2. On 12/18/18 at 11:06 AM, in Procedure Room #1 located in the Endoscopy Suite, two (2) pre-drawn syringes containing a white liquid were found inside the bottom drawer of the anesthesia Pyxis.
a. One (1) syringe contained ten (10) mL and was labeled: "Diprivan 10 mg/mL, Date 12/18/18, Staff initials, 1330."
b. One (1) syringe contained fifty (50) mL and was labeled: "Diprivan 10 mg/mL, Date 12/18/18, Staff initials, 1330." This syringe had a stop-cock and unwrapped tubing attached.
(i) Upon interview, Staff #39 stated that "1330" was the beyond use time for the syringes.
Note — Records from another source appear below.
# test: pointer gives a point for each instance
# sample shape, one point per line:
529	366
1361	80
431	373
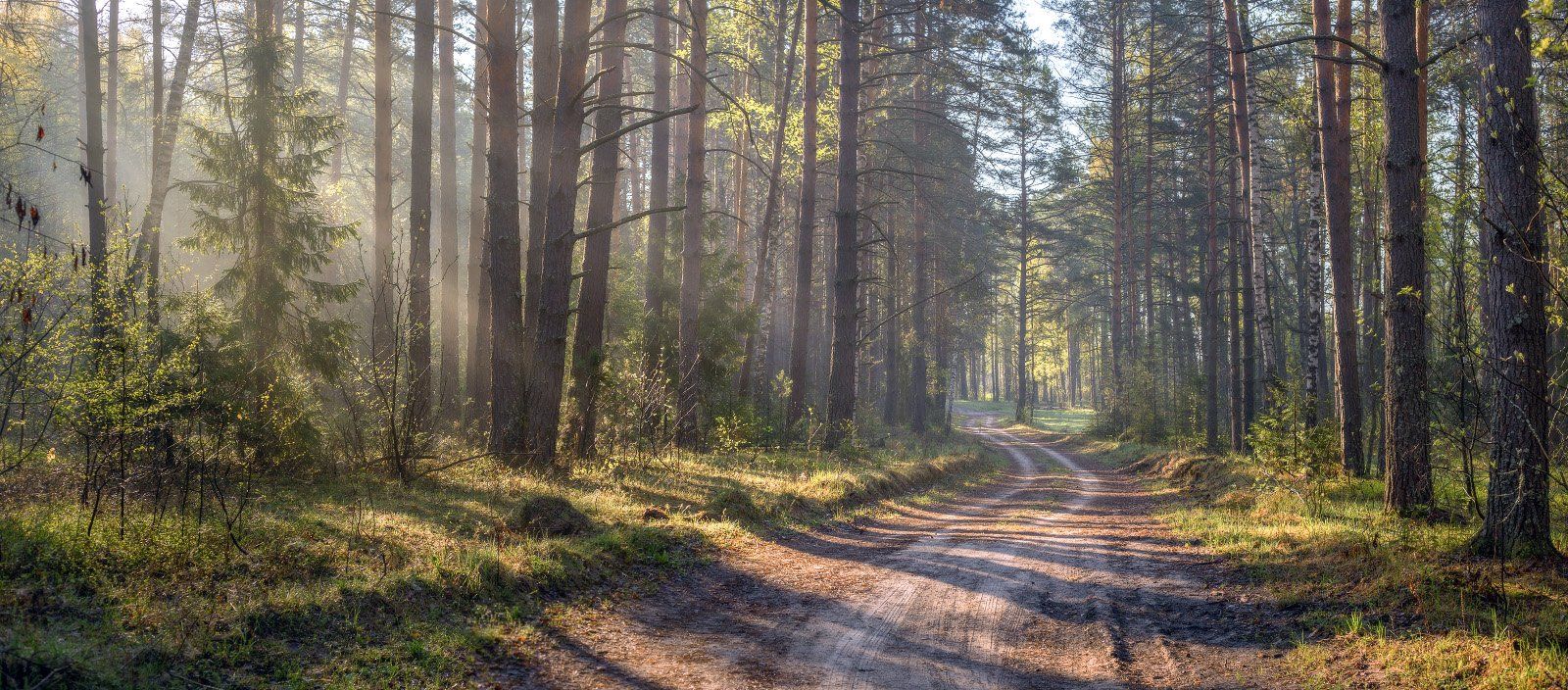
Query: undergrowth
1379	601
366	582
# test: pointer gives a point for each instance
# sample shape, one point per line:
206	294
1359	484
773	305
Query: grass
361	582
1377	600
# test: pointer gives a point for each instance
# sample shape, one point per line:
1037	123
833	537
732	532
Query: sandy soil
1055	576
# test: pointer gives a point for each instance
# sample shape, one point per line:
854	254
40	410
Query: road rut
1055	576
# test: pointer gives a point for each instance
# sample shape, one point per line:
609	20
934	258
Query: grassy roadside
363	582
1379	601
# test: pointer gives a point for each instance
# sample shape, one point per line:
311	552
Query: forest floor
1055	574
349	579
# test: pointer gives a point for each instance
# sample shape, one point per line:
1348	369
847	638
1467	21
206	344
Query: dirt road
1054	576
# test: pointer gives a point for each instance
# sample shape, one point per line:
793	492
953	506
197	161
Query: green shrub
1294	455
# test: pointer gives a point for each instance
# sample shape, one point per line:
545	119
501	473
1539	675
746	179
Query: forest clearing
852	344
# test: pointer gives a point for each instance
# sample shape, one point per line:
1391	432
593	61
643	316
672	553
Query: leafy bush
1294	455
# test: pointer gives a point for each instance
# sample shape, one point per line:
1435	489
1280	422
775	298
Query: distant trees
1238	184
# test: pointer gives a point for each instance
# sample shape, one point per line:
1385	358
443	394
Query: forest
885	344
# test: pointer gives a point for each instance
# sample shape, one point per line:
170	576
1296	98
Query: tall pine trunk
478	373
805	232
656	339
451	292
546	78
345	70
1513	298
593	297
383	318
689	373
846	279
1335	140
165	133
1405	412
501	211
561	226
419	214
770	208
93	140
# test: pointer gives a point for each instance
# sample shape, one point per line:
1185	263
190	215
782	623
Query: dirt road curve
1053	577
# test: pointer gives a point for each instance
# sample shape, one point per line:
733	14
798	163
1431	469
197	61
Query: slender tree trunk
656	337
891	328
1313	372
1518	512
1118	208
383	318
419	212
846	331
478	373
805	234
165	133
157	68
546	75
1211	274
345	70
1333	130
561	206
919	368
1458	297
593	297
1021	412
298	57
451	292
112	106
689	392
1249	149
501	209
98	204
770	209
1405	415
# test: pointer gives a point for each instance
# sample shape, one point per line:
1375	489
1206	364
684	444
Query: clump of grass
1376	592
734	506
549	517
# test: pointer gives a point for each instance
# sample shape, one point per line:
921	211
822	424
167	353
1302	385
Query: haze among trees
274	269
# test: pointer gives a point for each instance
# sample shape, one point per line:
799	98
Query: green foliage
261	206
1137	413
1293	455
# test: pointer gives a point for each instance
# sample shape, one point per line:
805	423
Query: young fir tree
261	206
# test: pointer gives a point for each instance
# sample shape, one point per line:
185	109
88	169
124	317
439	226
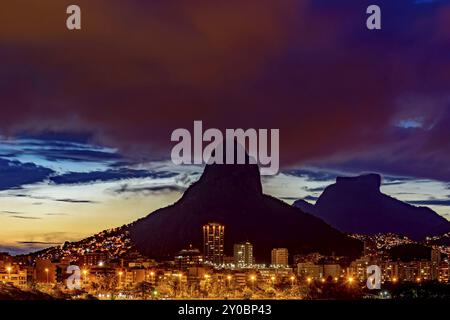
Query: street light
253	278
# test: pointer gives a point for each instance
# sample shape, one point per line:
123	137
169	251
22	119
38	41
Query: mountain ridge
357	205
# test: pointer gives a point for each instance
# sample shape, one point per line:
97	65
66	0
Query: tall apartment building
213	242
243	254
280	257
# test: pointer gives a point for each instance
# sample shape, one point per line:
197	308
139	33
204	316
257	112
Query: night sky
86	116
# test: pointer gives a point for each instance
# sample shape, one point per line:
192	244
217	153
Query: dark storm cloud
138	70
109	175
312	175
15	174
126	188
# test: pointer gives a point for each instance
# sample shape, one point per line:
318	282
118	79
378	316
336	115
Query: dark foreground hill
232	195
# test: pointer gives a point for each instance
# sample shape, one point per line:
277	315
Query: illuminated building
187	258
213	242
243	254
309	270
280	257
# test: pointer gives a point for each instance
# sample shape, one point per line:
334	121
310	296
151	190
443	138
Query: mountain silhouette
232	195
356	205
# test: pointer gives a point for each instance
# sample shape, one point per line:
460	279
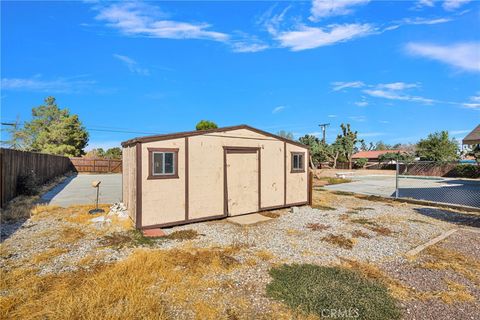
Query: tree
16	135
113	153
206	125
285	134
55	131
348	140
438	147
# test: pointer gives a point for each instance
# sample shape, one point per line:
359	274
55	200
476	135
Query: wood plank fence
14	163
92	165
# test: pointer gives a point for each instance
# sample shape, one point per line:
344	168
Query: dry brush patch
136	288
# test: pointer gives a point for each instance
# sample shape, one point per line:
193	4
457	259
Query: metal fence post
396	178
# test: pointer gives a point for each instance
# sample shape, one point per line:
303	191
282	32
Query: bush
465	171
331	292
27	184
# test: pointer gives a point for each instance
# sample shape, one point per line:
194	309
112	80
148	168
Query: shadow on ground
470	220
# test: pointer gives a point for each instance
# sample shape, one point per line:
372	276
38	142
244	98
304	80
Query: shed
186	177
(ii) Staff #39 stated that the single-use Diprivan pre-drawn syringes had a beyond use time of six (6) hours.
(iii) Staff #39 confirmed that the syringes were drawn up in the Procedure Room on 12/18/18 at 11:10 AM.
(iv) Staff #39 could not confirm the exact time the syringes were pre-drawn. He/she stated that they were prepared "approximately thirty (30) minutes ago," which was before Procedure Room #1 was cleaned.
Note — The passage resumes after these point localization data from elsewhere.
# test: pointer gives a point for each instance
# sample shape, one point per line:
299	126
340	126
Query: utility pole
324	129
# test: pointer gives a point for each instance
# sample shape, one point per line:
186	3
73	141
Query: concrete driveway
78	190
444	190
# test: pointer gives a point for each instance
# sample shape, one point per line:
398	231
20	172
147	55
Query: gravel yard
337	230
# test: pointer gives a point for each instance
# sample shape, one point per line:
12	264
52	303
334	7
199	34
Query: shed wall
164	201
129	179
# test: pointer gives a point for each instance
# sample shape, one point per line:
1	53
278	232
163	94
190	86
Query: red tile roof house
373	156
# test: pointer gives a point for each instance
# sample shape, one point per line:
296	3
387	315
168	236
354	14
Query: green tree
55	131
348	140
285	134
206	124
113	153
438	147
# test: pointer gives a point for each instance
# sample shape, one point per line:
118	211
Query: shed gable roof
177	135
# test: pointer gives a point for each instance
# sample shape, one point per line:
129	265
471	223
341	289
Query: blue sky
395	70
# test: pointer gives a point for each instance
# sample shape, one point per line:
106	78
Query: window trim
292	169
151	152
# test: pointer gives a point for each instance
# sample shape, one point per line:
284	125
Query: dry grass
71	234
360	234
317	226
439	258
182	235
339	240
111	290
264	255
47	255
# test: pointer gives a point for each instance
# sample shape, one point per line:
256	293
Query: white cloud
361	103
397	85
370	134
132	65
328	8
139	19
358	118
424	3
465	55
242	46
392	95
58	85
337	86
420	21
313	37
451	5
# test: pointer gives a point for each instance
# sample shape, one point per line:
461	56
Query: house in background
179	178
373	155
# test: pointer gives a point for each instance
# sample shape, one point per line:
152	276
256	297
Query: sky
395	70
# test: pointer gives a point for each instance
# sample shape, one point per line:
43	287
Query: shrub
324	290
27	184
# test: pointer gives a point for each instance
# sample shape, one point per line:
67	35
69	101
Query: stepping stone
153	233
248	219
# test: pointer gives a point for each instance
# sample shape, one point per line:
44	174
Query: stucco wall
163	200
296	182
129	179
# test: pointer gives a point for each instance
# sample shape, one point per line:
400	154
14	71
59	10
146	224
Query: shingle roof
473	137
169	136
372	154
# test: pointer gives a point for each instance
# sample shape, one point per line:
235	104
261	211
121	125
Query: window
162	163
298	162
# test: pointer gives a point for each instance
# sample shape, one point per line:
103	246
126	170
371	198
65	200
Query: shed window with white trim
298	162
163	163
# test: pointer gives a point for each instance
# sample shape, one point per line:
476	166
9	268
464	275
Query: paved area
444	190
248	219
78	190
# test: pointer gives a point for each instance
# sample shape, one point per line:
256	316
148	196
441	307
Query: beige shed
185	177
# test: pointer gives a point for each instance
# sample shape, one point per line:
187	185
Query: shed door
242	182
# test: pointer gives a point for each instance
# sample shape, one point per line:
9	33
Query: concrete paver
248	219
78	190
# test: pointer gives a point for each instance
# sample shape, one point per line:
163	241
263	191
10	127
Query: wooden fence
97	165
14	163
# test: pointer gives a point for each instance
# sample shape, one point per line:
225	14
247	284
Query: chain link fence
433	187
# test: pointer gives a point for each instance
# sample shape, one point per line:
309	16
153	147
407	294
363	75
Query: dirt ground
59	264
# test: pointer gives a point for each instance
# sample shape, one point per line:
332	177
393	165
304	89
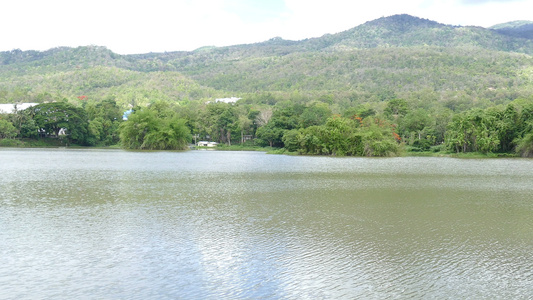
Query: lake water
112	224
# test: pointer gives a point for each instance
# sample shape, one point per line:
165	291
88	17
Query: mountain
397	56
523	29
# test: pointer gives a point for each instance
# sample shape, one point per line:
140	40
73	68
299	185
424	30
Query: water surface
111	224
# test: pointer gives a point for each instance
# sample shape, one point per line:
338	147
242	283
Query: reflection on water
240	225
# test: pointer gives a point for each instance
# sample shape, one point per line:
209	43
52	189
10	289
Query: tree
145	129
7	130
269	134
396	108
52	117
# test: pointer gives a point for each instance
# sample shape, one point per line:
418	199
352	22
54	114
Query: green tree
7	130
52	117
145	129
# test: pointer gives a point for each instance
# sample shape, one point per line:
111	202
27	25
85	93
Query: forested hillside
440	69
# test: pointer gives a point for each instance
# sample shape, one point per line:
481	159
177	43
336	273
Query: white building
207	144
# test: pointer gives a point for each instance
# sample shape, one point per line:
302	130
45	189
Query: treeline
388	129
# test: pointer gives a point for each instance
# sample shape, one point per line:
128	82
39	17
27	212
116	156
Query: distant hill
396	56
523	29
c. This finding was confirmed by Staff #12, Staff #38, and Staff #39 on 12/18/18 at 11:10 AM.
These findings resulted in an Immediate Jeopardy which immediately stopped these practices. The Immediate Jeopardy was removed on 12/18/18, upon receipt of an acceptable plan of correction.
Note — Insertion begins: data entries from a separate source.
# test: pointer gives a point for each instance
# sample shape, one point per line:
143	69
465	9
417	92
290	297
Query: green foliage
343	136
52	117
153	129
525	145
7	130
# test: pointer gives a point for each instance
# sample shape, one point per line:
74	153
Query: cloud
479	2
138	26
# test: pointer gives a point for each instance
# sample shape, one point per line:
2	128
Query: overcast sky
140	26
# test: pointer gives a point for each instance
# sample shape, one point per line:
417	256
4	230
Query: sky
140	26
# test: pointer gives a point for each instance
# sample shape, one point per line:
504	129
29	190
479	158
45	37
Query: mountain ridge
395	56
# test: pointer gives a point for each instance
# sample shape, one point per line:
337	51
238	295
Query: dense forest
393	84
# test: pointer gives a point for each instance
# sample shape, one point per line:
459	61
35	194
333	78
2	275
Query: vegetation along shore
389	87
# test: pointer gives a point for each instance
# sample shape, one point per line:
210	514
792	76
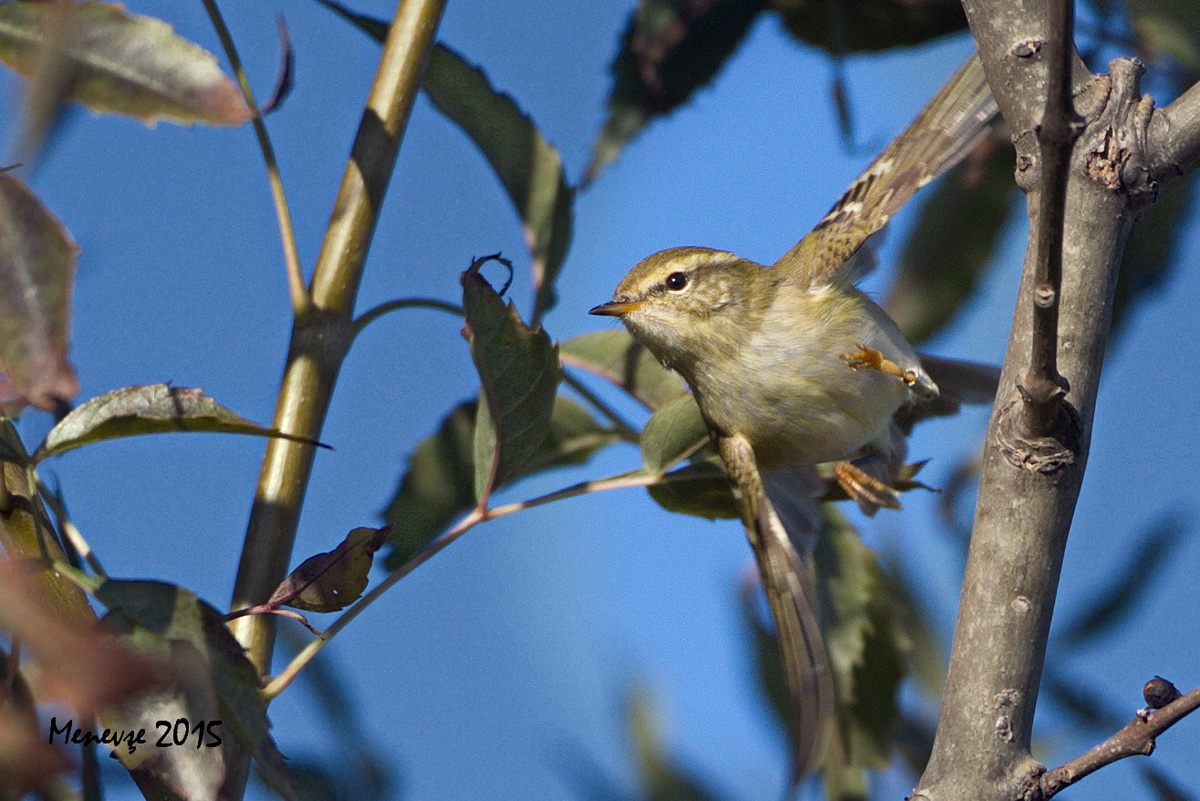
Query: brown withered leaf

K. Based on observation, staff interviews, and document review conducted on 12/18/18, it was determined that the facility failed ensure to that the sterility of needles and syringes is maintained.
Findings include:
Reference: APIC Position Paper: Safe Injection, Infusion, and Medication Vial Practices in Health Care (2016) indicates, "Never store needles and syringes unwrapped because sterility cannot be ensured..."
1. On 12/18/18 at 11:06 AM, in Procedure Room #1 located in the Endoscopy Suite, two (2) un-wrapped empty syringes were found stored inside the bottom drawer of the anesthesia Pyxis.
a. This finding was confirmed by Staff #12, Staff #38, and Staff #39 on 12/18/18 at 11:10 AM.